Here is a simple schematic using two devices without the PWR_FLAG symbol that passes the ERC without error.
Here are the Pin Types for the two devices:
From these, the next question then becomes, “Where are the Power inputs”?
The ERC uses the VCC and GND symbols as “inputs”.
There is a very simple reason for this if even at first this does not seem to make sense. Schematics are often drawn with multiple instances of the same voltage sources and ground points.

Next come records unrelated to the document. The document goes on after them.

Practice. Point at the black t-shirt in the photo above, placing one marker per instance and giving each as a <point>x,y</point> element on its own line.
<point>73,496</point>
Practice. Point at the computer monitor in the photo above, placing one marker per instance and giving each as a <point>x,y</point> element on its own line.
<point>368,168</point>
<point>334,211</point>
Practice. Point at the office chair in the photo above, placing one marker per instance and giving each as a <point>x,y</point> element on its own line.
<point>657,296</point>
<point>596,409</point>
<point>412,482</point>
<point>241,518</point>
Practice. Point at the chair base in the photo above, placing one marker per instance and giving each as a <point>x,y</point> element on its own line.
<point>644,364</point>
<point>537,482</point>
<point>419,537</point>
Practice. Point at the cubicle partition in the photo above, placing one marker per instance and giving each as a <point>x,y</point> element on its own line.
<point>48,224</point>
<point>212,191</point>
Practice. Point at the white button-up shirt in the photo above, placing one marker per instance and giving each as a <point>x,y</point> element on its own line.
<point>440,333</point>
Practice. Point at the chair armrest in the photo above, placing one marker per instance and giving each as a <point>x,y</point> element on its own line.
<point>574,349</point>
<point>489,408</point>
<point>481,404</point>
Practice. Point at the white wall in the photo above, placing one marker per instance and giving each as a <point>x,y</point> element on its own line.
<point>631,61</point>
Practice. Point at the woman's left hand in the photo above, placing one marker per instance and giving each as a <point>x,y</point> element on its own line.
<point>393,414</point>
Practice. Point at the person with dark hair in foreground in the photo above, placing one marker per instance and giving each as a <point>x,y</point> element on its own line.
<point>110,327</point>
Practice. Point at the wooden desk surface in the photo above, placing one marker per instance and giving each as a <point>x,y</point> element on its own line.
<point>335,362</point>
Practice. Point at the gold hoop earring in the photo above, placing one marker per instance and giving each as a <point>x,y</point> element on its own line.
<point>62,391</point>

In the above schematic, with the +3.3V and GND symbols pins designated as “inputs” there is no conflict in the ERC. Note that there would have been a conflict if the 3.3V symbols pins were designated as “outputs”. This is shown in the following example:
The most common issue new KiCad users have is the relationship between connectors, devices, and PWR_FLAGs.
If the KiCad library symbol for the regulator is correct, it should have it’s pins Electrical Type assigned as shown in the following diagram:
In the very first example schematic, the battery was clearly a Power “output”. There were no ERC issues because the battery “output” was applied to other symbol “inputs”. In this second schematic, it is not clear that the Conn_01x02 is an “output” device. The library symbol could be changed to re-assign the pins as “outputs” and this second example schematic would pass the ERC; until the same Conn_01x02 symbol was used in a second instance and connected to pin 3 of the above regulator.
KiCad has a rather unique tool to solve these ERC issues between symbols. KiCad’s creative solution is the PWR_FLAG! (The PWR_FLAG is found in the power library supplied with kicad. Use the “place power port” dialog and type PWR_FLAG into the search field. Place it like any other power symbol.)
Adding the PWR_FLAG to the schematic and connecting separate ones to the voltage source symbols and ground points will create a schematic that is ERC compliant.
The PWR_FLAG tool allows KiCad to retain it’s flexibility in design with generic schematic library symbols, and still provide a quality ERC.
NOTE: Although both flags have the same text, “PWR_FLAG”, they are NOT connected together as they are internally assigned a different FLAG/NET_ NAME when they are placed.
If you do not want to use kicad supplied symbols at all then you can easily create your own PWR_FLAG symbol. It is nothing else then a symbol with one pin that has the type “power output”. In addition its reference designator starts with “#” to ensure kicad does not try to connect it to a footprint. Enabling “this is a power symbol” will ensure that it is shown in the “add power port” dialog.
Footnotes:
[1]: KiCad can only detect a missing supply if the supply pins have been given the electrical type “power in”. Luckily power symbols (power labels or power ports) are defined as power input and therefore require nets that use this symbol to be powered.